L’Enquirer è un giornale piuttosto denigrato che ha spesso come obiettivo programmatico i progressisti americani, e si lancia in scoop fasulli per alzare vendite e infuocare opinioni (per esempio, famosi furono i reportage sul tradimento tra Michelle e Barack Obama, completamente privi di fondamento). Il giornale lavora secondo quello che è stato definito da un suo ex collaboratore “catch&kill“, cattura e uccidi. Ossia, prendere informazioni compromettenti su qualcuno di importante e metterlo sotto ricatto: favori o soldi per evitarne la pubblicazione.

Il giornale, tramite il suo editore Pecker, aiutò Trump durante la campagna presidenziale del 2016, non solo pubblicando pezzi a suo sostegno (e calunniando gli avversari), ma anche comprando i diritti per la vicenda di Karen McDougal, modella di Playboy che dice di aver avuto una relazione sessuale extraconiugale con Trump tra il 2006 e il 2007.

Pecker si assicurò che McDougal non raccontasse la sua storia, comprandone l’esclusiva con un contratto di non divulgazione; secondo un’inchiesta dell’Associated Press tutti i documenti riguardanti la storia della donna con Trump sono conservati in una cassaforte dentro un ufficio di Pecker. L’ex avvocato e amico di Trump, Michael Cohen, che sta collaborando con la giustizia come Pecker (il quale si è per questo assicurato l’immunità l’agosto scorso), ha raccontato come andarono i fatti: i soldi per i diritti erano stati tirati fuori dal comitato elettorale trumpiano.
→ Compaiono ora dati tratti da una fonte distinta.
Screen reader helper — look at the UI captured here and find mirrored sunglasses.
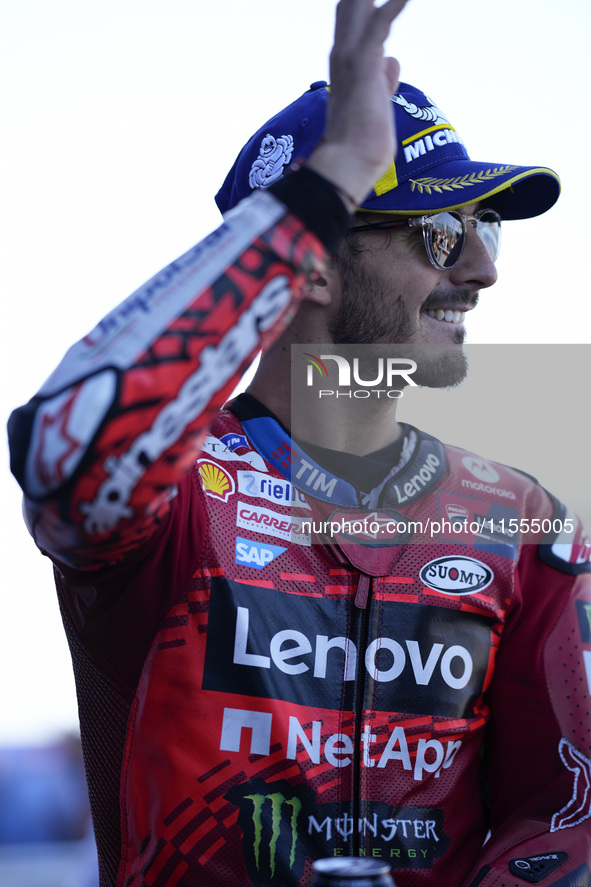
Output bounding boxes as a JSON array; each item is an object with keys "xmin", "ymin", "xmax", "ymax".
[{"xmin": 349, "ymin": 209, "xmax": 502, "ymax": 270}]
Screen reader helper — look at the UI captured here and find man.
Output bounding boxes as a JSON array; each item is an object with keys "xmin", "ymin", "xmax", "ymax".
[{"xmin": 7, "ymin": 1, "xmax": 591, "ymax": 885}]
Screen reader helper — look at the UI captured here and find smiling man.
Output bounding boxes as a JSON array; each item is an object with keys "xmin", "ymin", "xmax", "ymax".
[{"xmin": 7, "ymin": 1, "xmax": 591, "ymax": 886}]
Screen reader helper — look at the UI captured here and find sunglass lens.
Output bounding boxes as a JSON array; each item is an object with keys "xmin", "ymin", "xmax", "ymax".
[
  {"xmin": 476, "ymin": 211, "xmax": 501, "ymax": 261},
  {"xmin": 429, "ymin": 212, "xmax": 464, "ymax": 268}
]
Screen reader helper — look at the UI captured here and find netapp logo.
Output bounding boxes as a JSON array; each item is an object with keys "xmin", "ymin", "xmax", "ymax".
[
  {"xmin": 203, "ymin": 579, "xmax": 493, "ymax": 718},
  {"xmin": 220, "ymin": 709, "xmax": 462, "ymax": 781}
]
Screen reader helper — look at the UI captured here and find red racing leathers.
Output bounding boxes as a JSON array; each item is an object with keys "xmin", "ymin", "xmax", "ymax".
[{"xmin": 8, "ymin": 170, "xmax": 591, "ymax": 886}]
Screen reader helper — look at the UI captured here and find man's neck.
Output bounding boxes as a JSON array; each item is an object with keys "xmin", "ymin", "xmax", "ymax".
[{"xmin": 246, "ymin": 374, "xmax": 404, "ymax": 456}]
Cohen è stato condannato a tre anni di carcere per deviazione di fondi elettorali e uso illecito degli stessi, e ha anche ammesso che Trump aveva partecipato a progettare il piano per insabbiare la storia della Playmate.

Oltre alla vicenda McDougal – reato federale negli Stati Uniti – Pecker e American Media Inc. (la più grossa società editrice di tabloid negli Stati Uniti controllata per maggioranza da Pecker e proprietaria dell’Enquirer) sono sotto accusa per aver condotto delle attività di lobbying non esplicite e non registrate per conto dell’Arabia Saudita. Anche questo, fosse appurato, sarebbe un reato federale.

Questi collegamenti sono usciti anche sul Washington Post, che sta facendo un grosso lavoro sui sauditi dopo l’assassinio di un suo editorialista, Jamal Khashoggi, avvenuto in circostanze ancora non del tutto chiarite all’interno del consolato saudita di Istanbul. Khashoggi, critico del governo di Riad e del nuovo corso del potere, è stato ucciso da una squadraccia dei servizi segreti del regno e si sospetta che sulla missione abbia avuto il ruolo di mandante l’erede al trono Mohammed bin Salman (oggi il New York Times pubblica uno scoop: l’Nsa starebbe cercando tra vecchie intercettazioni, e da queste ne sarebbe uscita una in cui bin Salman già un anno fa parlava di voler usare “una pallottola” contro il giornalista).

Bezos nel suo post ha anche raccontato che un rappresentante legale dell’Ami, ha detto che l’editore era “furioso” per via della inchieste su di lui e sui rapporti grigi tra National Enquirer e Arabia Saudita pubblicati dal WaPo. È quelli a cui si riferisce Howard quando ricattava Bezos.